Ich wohne in NRW und hatte mir noch keine umfassende Meinung über "Stuttgart-21" gebildet. Aber ich habe gerade kurz mal über Ihre flehentliche Bitte, die bereits bestehende "contra-21"-Stimmung nicht durch diese neuerlichen Enthüllungen zu verschlimmbessern, nachgedacht.

Und dabei bin ich zu dem Ergebnis gekommen, dass wir in einer Welt leben, in der alle und jede Skandale und Skandälchen, mit denen wir rund um das Megaprojekt in den nächsten Jahren noch konfrontiert werden mögen, höchstwahrscheinlich von vorn herein miteinander verwoben sind - ob man das nun wahrhaben will oder nicht.

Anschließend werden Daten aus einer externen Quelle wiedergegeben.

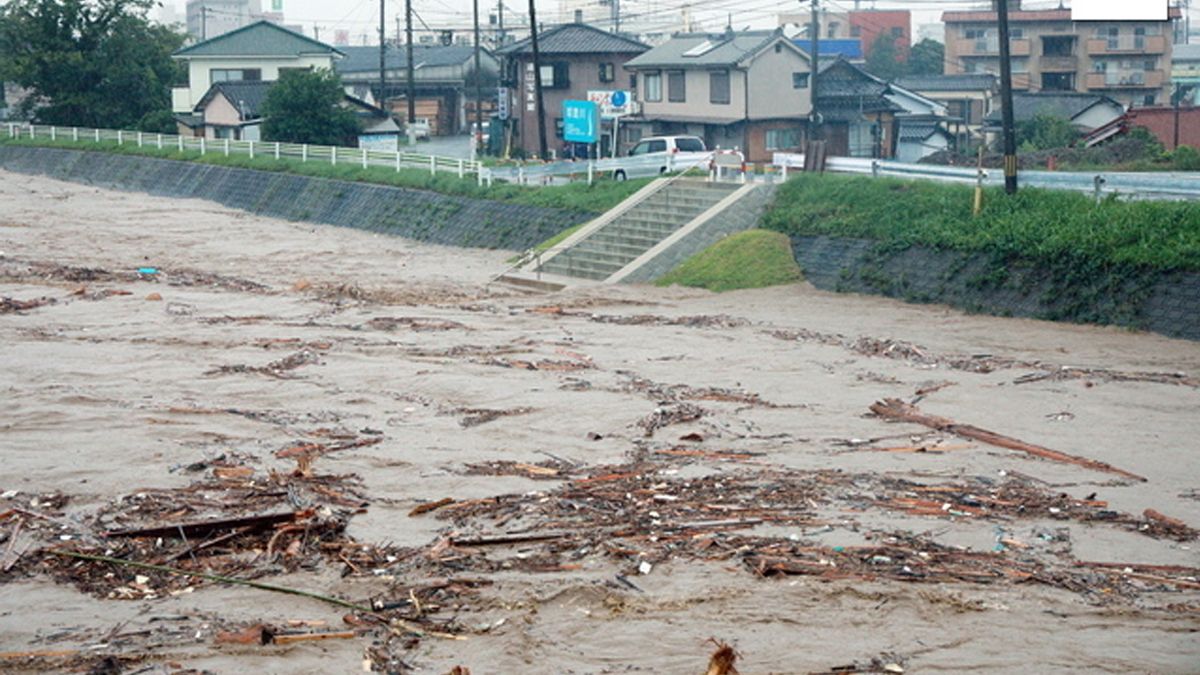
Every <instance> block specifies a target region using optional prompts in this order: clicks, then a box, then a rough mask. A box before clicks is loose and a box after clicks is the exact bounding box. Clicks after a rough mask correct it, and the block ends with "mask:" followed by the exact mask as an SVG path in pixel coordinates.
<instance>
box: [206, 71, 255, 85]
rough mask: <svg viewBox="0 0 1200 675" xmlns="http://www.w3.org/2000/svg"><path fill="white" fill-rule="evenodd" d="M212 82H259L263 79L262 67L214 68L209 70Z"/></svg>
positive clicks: (215, 82) (209, 73)
mask: <svg viewBox="0 0 1200 675" xmlns="http://www.w3.org/2000/svg"><path fill="white" fill-rule="evenodd" d="M209 77H210V79H211V82H210V84H216V83H218V82H242V80H245V82H258V80H260V79H263V71H262V70H260V68H212V70H211V71H209Z"/></svg>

Die Welt, die ich da meine, ist die des Preisdiktats über die Vernunft, der Rendite über die Menschlichkeit und der wirtschaftlichen Interessen über die volksvertretende Politik.

Mich wundert es ehrlich gesagt schon, dass unsere hochtechnologisierte, irrsinnig arbeitsteilige und ökonomisch tief durchrationalisierte und korrupte billig-billig-schnell-schnell-Gesellschaft überhaupt noch in der Lage ist, Bauwerke wie den Berliner Hauptbahnhof oder neue U-Bahn-Trassen in Köln oder Berlin hinzustellen, ohne dass sie nach einem Jahr wieder in sich zusammenfallen.
(Beim Hauptbahnhof B dachte ich beim ersten fallenden Träger schon "oh je, das war's". In Köln hat man den Stahlträger-Klau ja zum Glück noch rechtzeitig bemerkt).

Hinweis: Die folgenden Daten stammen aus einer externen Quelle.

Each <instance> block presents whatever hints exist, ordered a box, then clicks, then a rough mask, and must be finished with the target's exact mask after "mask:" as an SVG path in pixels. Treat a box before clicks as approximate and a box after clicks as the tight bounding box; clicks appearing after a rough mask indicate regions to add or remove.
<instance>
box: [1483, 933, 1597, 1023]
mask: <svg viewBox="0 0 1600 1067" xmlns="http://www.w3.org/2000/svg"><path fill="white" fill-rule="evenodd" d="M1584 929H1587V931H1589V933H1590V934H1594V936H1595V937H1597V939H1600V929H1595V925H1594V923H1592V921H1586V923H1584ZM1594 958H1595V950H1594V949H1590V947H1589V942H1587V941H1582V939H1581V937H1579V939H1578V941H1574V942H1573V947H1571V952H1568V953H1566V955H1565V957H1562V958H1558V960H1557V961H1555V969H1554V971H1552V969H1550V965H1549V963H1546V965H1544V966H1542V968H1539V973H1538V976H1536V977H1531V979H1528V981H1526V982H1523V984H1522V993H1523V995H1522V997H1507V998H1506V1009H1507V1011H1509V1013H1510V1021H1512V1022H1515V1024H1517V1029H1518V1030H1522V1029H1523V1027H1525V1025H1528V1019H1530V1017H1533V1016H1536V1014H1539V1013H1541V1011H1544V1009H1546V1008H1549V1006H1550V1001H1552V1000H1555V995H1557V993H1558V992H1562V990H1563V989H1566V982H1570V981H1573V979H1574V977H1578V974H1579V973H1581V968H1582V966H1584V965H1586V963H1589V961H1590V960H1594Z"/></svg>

Eine letzte Bemerkung: ich habe recht schmunzeln müssen, dass sich an dieser Stelle ein Naturwissenschaftler anschickt, ein Thema als zwei Mengen mit der Schnittmenge Null zu behandeln. Addition verboten. Quasi.
Intuitiv haben Sie dabei ein weiteres Merkmal der besagten Welt charakterisiert: In sich geschlossene Weltbilder unerwünscht. Freies assoziatives Denken: unerwünscht.
Schade.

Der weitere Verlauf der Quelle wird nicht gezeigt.